The only problem with this method comes when you try to establish standards or attempt to quantify progress.
Purely subjective assessment which resolutely refuses to allow controls is next to useless in this regard.

On a hifi forum, magazine, or even a company's product literature the aim is to impart information to others and possibly influence them, and without any attempt to establish verifiable references that influence is likely pushing in the wrong direction.

It is a shame you've set yourself against ABX. However I hope when you bring that shiny new MDAC down we can do both sighted and (simple) blind comparison against a dacmagic or Rega.
As usual, showing by demonstration will always trump speculation.
 
I think it is quite funny.
Reading stuff posted on a hi-fi forum as sad is taking things a bit too seriously.
That's surely half the problem.

It is only sad in the way a classic science fiction film is when the war continues forever - long after the planet is empty. Joe - there must be an appropriate Star Trek episode.

Nic P
 
It is only sad in the way a classic science fiction film is when the war continues forever - long after the planet is empty. Joe - there must be an appropriate Star Trek episode.

Nic P

Ah yes :)

But this planet is well occupied, with a growing population if the member stats are accurate. It certainly seen just as busy as usual.
 
Thats doesn't change the fact that this style of test cannot be used to test whether two items that are different in some way, actually sound different.

The tests used need modifying in some way so they can be shown to be testing the equipment not the test subject.

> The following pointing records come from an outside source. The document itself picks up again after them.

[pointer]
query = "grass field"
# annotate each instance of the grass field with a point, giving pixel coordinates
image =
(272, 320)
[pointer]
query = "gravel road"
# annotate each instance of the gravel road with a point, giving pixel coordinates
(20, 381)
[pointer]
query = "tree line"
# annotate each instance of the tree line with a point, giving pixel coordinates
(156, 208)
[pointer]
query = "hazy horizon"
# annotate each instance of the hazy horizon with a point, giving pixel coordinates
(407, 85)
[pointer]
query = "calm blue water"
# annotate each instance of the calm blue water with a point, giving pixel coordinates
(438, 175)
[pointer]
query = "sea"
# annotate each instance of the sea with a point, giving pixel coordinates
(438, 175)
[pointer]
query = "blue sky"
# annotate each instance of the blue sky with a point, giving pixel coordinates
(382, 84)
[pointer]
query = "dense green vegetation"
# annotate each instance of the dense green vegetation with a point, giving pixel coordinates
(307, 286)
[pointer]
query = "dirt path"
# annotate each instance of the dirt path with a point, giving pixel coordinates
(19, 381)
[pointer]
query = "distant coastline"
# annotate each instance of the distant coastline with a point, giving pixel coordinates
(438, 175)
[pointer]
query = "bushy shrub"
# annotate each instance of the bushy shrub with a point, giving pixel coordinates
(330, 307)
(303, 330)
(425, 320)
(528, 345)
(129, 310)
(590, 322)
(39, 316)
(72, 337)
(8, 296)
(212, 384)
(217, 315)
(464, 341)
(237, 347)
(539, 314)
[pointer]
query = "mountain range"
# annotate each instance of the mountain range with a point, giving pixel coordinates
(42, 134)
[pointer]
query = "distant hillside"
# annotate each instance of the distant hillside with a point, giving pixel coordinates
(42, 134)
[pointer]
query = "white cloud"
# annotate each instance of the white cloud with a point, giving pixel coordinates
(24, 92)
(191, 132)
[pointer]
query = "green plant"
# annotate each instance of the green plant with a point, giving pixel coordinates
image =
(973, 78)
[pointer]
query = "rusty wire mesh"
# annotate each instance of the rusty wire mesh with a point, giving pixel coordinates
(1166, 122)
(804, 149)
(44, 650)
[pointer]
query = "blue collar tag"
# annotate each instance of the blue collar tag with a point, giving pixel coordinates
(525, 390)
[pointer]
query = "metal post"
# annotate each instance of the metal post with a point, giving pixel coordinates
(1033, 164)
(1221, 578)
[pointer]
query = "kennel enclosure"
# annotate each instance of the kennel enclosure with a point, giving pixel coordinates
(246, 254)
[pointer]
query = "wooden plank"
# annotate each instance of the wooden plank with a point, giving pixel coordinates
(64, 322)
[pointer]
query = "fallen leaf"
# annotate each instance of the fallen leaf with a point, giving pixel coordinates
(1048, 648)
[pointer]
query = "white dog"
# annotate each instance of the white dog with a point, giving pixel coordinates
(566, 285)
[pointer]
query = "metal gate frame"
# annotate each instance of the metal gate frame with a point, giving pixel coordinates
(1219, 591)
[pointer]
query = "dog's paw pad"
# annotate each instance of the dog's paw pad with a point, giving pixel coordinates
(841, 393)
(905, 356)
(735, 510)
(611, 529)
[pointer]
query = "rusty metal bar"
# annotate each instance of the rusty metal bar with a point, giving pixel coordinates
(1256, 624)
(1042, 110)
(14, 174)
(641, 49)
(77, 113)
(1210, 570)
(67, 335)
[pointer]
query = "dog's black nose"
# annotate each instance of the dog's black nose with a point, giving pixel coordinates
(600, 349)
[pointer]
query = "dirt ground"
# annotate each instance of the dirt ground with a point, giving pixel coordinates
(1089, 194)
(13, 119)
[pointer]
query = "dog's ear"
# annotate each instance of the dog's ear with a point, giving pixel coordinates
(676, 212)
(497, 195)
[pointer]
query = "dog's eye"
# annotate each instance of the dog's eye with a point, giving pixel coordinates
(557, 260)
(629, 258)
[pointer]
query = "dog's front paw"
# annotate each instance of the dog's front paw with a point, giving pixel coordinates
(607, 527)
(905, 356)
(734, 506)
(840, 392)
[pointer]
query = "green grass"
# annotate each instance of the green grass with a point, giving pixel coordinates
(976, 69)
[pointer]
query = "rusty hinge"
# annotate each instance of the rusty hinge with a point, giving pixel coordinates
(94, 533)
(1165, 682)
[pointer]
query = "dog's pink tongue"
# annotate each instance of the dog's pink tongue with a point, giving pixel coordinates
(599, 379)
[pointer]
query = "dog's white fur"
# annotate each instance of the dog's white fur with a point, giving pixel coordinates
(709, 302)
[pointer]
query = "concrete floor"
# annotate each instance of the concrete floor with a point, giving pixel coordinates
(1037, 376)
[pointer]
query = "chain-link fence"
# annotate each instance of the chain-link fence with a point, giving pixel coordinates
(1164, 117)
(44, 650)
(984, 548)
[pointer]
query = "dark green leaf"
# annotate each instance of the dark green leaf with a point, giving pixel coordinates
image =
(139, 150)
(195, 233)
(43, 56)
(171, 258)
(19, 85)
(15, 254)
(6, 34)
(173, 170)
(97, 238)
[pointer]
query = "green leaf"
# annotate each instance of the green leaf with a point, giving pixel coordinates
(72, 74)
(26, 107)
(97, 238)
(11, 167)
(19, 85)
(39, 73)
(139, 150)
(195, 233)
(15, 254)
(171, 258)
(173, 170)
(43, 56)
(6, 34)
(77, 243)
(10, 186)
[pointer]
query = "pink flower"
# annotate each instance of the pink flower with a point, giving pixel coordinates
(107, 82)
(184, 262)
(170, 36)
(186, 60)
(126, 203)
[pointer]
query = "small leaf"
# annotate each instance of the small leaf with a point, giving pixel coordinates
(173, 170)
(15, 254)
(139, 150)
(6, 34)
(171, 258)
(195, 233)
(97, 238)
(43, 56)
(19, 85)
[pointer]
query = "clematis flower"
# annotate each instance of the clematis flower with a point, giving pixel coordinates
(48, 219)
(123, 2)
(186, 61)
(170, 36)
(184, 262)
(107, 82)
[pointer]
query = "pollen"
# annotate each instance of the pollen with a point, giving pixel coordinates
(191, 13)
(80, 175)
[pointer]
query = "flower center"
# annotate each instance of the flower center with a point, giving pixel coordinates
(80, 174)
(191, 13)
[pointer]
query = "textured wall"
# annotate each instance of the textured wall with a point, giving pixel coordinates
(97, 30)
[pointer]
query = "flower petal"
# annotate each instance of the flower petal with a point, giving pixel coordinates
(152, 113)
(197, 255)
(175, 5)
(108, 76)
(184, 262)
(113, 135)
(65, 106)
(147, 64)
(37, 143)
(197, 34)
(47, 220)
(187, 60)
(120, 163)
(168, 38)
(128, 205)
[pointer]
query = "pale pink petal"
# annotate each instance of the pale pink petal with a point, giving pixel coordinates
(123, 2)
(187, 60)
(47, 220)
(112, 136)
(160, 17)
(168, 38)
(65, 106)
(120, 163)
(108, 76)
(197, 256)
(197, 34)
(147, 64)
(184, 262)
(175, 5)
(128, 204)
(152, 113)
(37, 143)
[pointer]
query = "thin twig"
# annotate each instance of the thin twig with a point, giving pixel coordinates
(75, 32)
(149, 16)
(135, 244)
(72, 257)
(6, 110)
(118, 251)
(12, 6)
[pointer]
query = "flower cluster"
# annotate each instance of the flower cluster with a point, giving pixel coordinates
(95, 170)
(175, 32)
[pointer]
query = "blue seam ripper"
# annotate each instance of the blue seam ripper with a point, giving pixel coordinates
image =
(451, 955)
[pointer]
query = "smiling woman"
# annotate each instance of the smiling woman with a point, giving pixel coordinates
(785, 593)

Increase the number of subjects until you have a statistically significant group - thus allowing for the idiosyncrasies of individual subjects.
 
Use several subjects and look for patterns. That's how most group blind tests work.
Depends on what you are trying to determine and to what degree.

Yes true, but the tests often quoted on this forum do not do that.

They usually ask , "which is different" "can you hear a difference" "can you identify A or B" or "which do you prefer".
 
Yes true, but the tests often quoted on this forum do not do that.

They usually ask , "which is different" "can you hear a difference" "can you identify A or B" or "which do you prefer".

....to a group.

Here is a blind A-B test of musical aptitude, in particular musical memory and pitch-perception, used in research to screen for tone-deafness. What do you score?

This tells us nothing in the context of hi-fi related audio testing, other than human memory is weak and blind is better than sighted.

Make the test sighted, ie show the people taking the test the music waveforms as they listen, and they'll likely score 100%, making the test pointless.
Blind; it levels the field and removes bias, which is the whole point of a blind test!

On the question of memory, the point is well made.
Make the space between these sound excerpts even longer - as usual with standard sighted audio comparisons - and guess what? - it gets worse again.